Keenam, entah lari ke mana slogan seribu kawan kurang, ketika ia malah cenderung menciptakan permusuhan pada Jokowi dengan seluruh barisan pendukungnya. Ini tidak main-main, bukan semata satu lawan, namun puluhan juta yang akhirnya menjadi "lawan".
Belum lagi dengan kubu Moeldoko dan kawan-kawan. Berapa saja kader yang dipecat dan menjadi barisan sakit hati. Ini menjadi lawan lho, bukan hanya satu Pak Beye.
Entah mengapa Pak Beye kog menjadi seperti itu, karena kata lagu Anang, separoh jiwaku pergi. Dampak yang demikian besar, tanpa Pak Beye antisipasi. Usai Ibu Ani meninggal terkena padai yang luar biasa, dan semua di luar kapasitas Pak Beye. Tampil penuh emosional, tidak terukur, dan menyerang sana-sini.
Ketujuh, sialnya lagi Pak Beye itu digantikan Jokowi yang pekerja keras, tidak kenal kompromi, dan apa yang dipilih itu bertolak belakang.
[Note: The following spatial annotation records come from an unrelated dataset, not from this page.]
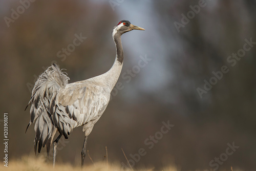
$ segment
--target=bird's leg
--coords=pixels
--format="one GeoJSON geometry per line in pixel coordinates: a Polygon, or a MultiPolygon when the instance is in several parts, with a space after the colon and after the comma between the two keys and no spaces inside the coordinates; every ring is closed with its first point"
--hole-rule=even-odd
{"type": "Polygon", "coordinates": [[[55,166],[56,152],[57,151],[57,147],[58,146],[58,142],[59,142],[61,136],[62,134],[60,134],[53,142],[53,167],[55,166]]]}
{"type": "Polygon", "coordinates": [[[88,136],[84,136],[84,141],[83,141],[83,145],[82,146],[82,152],[81,153],[82,157],[82,167],[83,166],[83,162],[84,161],[84,158],[86,158],[86,143],[87,143],[88,138],[88,136]]]}

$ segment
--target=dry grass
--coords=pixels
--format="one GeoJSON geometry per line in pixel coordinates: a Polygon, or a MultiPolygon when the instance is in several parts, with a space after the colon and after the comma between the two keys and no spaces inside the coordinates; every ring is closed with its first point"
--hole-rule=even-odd
{"type": "MultiPolygon", "coordinates": [[[[152,169],[140,169],[139,170],[152,170],[152,169]]],[[[47,163],[44,157],[34,157],[32,156],[24,156],[20,159],[10,160],[8,163],[8,167],[6,167],[4,164],[0,166],[0,170],[20,170],[20,171],[120,171],[124,170],[120,164],[107,163],[106,162],[96,162],[94,164],[86,165],[83,169],[80,167],[75,167],[69,163],[56,164],[55,167],[53,168],[52,165],[47,163]]],[[[134,170],[125,169],[125,170],[134,170]]],[[[177,171],[176,167],[168,167],[163,169],[164,171],[177,171]]]]}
Sama juga permainan jungkat-jungkit, satu naik, pasti yang lain turun. Ini kan cilaka 13 bagi Pak Beye. Padahal sejatinya hal yang biasa saja sih. Masalahnya adalah sifat baperannya itu.
Untungnya adalah Jokowi itu sabar dan tidak peduli dengan model serangan demikian. susah membayangkan jika sama-sama model baperan berabe. Negara tidak berjalan karena dua presidennya berkelahi dan bertikai berebut pengaruh. Â Kan ribet jika demikian.
Bagus untuk rakyat dengan gamblang menilai, pemimpin dan kepemimpinan seperti apa sih yang layak untuk ke depan. Keduanya menampilkan wajah yang bertolak belakang. Jadi bisa menjadi cermin, oh ini pemimpin yang pas untuk negara ini bisa menjadi negara besar.
Artikel ini tak hendak merendahkan Pak Beye dan meninggikan Pak Jokowi, namun  mengulik realitas yang ada. Fakta  dan data yang ada di depan mata.